Isla flipped a coin 30 times. The coin landed heads up 9 times and tails up 21 times. Part A: Based on the results, what is the experimental probability of the coin landing heads up? Show your work. (5 points) Part B: What is the theoretical probability of the coin landing heads up? Show your work. (5 points)
I really need help
Experimental probability is defined as the proportion of the favorable event: # observed favorable / # observed total
I get that but how do I answer this question :(
what is the number favorable here
30
I need help with the experimental question.

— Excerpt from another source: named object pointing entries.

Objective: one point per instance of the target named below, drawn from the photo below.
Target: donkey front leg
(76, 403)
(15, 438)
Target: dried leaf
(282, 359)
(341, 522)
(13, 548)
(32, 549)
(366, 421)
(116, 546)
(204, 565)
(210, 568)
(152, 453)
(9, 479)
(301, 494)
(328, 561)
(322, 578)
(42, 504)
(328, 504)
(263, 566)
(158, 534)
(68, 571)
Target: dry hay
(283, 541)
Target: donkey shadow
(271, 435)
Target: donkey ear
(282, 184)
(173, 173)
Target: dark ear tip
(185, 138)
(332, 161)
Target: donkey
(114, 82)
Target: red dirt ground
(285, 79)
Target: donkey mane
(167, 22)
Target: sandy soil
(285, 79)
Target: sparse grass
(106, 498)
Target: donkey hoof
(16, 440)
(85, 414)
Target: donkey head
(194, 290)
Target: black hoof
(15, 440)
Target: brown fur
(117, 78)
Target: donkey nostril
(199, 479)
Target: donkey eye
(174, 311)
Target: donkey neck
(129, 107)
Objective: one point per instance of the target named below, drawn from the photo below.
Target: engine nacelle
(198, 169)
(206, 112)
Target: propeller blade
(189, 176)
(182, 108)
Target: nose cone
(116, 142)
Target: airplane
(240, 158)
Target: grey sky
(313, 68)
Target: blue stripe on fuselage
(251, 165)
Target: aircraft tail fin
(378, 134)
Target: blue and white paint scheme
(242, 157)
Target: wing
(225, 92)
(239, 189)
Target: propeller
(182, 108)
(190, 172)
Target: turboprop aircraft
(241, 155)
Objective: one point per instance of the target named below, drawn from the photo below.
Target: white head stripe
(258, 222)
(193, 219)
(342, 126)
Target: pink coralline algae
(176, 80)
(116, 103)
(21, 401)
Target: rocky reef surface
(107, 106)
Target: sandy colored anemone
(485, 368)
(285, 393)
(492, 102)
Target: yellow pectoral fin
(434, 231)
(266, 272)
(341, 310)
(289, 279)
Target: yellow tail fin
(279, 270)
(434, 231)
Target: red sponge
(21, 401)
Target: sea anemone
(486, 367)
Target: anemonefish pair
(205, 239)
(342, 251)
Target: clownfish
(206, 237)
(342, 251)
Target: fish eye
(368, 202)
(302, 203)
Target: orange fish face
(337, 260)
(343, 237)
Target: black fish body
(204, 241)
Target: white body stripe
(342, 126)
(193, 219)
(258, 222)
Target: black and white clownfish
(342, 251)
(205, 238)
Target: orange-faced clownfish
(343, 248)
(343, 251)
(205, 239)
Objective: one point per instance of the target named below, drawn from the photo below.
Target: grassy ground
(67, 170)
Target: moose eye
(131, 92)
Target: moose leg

30 is the total , not the number favorable
Then it is 9?
So it is 9/30 = 0.3 21/30 = 0.7.
Help somone
I'll metal them please help!
@undeadknight26
What is the experimental probability?
@sirm3d
@Jaynator495
@Nurali
@kevinhunterwood69
\(Experimental\) means what you get after you flip the coins and count the number of heads. In this case you (actually Isla) counted 9. You tried 30 times so the experiment predicts that the probability of heads is 9/30. The theoretical solution is what you get by making assumptions. The easiest assumption is that the number of heads and the number of tails should be about the same after many many experiments. Right? So if you expect an equal number of heads and an equal number of tails, how many heads would you expect after 30 flips of the coin? You'll get #heads/30 = 0.50, which is the theoretical probability of heads. Hope this helps.